In a mysql MyISAM table, I have a column type mediumblob and storing captured image as blob data. I got some interesting and problematic images. Some of the images are gradually losing data.
Field type
--------------------------
image mediumblob
my.ini max allowed packet size set max_allowed_packet = 8M



this is the problem
When the C# application fetches the data from the server, this kind of images losing data of random sizes every time. I got 10-12 bad images like this in 100000+ image data.
What could be the reason of this kind of behavior? Anyone has any idea/solution how to fix/avoid this problem.
Update 1:
Reading bytes form PictureBox
MemoryStream ms = new MemoryStream();
byte[] ret = null;
try
{
picturebox.Image.Save(ms, System.Drawing.Imaging.ImageFormat.Jpeg);
byte[] Data = new byte[ms.Length];
ms.Read(Data, 0, (int)ms.Length);
ret = byteData;
ms.Close();
}
Saving the bytes array into database as medium blob data. When retrieving the data from database I am casting the reader data:
byte[] Data = (byte[])reader["Image"];
Culprit is MyISAM storage type.
We used InnoDB storage to store one million images and conducted stress test, we had proper results. Either file was retrieved correctly or it was not at all retrieved (less than 0.01%), since InnoDB is acid compliant.
When we shifted to MyISAM, failure rate increased to 20% with lossy data as well same as your case. And reason was, MyISAM uses table lock, so while write is in progress entire table is locked and in event of timeout, it does overwrite something leading to data loss.
We have now shifted everything to MS SQL, since InnoDB performs well but still it never reuses deleted file space, so InnoDB endlessly keeps on growing. MS SQL express has limit of 10gb, so we created pages of 4-8gb and we store blobs there. And we have our own custom replication to replicate files over three servers across network with same config.
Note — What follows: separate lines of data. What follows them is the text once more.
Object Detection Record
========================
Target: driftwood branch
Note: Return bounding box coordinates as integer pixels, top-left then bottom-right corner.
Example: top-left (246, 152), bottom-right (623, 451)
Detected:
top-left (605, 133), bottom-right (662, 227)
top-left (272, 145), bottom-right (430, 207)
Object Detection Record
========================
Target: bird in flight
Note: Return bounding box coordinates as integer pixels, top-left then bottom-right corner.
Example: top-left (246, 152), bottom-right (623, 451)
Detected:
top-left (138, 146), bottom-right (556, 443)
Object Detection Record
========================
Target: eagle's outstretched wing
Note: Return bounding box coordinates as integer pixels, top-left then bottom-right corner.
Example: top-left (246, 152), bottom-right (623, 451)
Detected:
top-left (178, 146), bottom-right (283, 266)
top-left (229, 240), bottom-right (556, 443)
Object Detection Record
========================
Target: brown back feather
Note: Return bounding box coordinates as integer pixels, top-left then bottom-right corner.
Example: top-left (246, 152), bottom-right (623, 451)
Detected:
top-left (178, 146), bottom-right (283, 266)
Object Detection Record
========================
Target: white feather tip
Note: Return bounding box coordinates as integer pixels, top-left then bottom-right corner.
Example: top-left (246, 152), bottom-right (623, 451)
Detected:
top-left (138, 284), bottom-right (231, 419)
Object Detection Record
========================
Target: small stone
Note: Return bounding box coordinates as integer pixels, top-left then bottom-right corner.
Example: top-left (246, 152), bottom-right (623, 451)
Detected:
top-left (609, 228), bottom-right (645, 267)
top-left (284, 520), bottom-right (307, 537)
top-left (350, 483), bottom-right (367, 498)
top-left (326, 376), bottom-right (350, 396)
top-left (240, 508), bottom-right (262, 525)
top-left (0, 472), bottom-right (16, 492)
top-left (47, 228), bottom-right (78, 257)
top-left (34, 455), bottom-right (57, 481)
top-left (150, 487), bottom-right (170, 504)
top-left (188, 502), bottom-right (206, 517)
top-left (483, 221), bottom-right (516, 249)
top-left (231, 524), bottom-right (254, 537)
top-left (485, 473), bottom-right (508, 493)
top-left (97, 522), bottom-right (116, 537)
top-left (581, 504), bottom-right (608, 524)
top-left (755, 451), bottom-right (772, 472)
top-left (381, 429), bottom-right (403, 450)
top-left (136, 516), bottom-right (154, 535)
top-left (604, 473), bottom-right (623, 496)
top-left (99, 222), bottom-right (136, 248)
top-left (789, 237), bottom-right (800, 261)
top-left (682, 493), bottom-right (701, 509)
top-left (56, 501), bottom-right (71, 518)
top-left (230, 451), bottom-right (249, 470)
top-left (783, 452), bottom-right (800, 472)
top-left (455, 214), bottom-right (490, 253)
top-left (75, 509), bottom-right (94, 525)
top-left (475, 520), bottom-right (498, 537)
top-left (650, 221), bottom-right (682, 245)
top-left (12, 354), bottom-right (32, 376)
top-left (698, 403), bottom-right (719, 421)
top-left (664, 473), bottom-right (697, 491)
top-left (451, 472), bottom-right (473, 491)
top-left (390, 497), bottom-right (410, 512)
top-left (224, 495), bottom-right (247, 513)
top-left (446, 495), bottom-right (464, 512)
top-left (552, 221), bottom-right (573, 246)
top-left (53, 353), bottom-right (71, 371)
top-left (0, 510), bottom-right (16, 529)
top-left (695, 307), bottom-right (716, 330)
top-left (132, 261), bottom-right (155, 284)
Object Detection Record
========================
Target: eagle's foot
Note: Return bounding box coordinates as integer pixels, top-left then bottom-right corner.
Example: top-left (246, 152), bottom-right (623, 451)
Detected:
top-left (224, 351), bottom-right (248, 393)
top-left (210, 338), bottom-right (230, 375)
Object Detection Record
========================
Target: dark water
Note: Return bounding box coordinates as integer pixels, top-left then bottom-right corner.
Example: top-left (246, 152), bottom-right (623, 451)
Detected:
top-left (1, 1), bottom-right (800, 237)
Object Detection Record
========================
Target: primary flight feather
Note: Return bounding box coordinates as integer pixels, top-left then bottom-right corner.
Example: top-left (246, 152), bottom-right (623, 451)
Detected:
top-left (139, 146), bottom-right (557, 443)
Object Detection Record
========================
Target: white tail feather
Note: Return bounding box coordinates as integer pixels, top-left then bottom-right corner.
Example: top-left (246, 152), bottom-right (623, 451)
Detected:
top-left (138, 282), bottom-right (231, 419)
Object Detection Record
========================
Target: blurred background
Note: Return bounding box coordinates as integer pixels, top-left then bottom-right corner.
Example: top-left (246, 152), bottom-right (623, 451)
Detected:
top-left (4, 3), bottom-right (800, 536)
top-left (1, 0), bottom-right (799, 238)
Storing as files on disk is bad for many reasons, everyone keeps on saying file systems are designed for high performance and can store million files, this is not true, drives fails to perform faster when you have more than 100 thousand files. They perform well with one big file then 1000 smaller files. Currently we are storing 10 million files and storing it in db makes more sense because db does optimization over query and does good caching. You can read more at http://akashkava.com/blog/127/huge-file-storage-in-database-instead-of-file-system/
This is the exact reason why MongoDb, Hadoop, Azure Blob Store, Haystack and Amazon S3 were invented.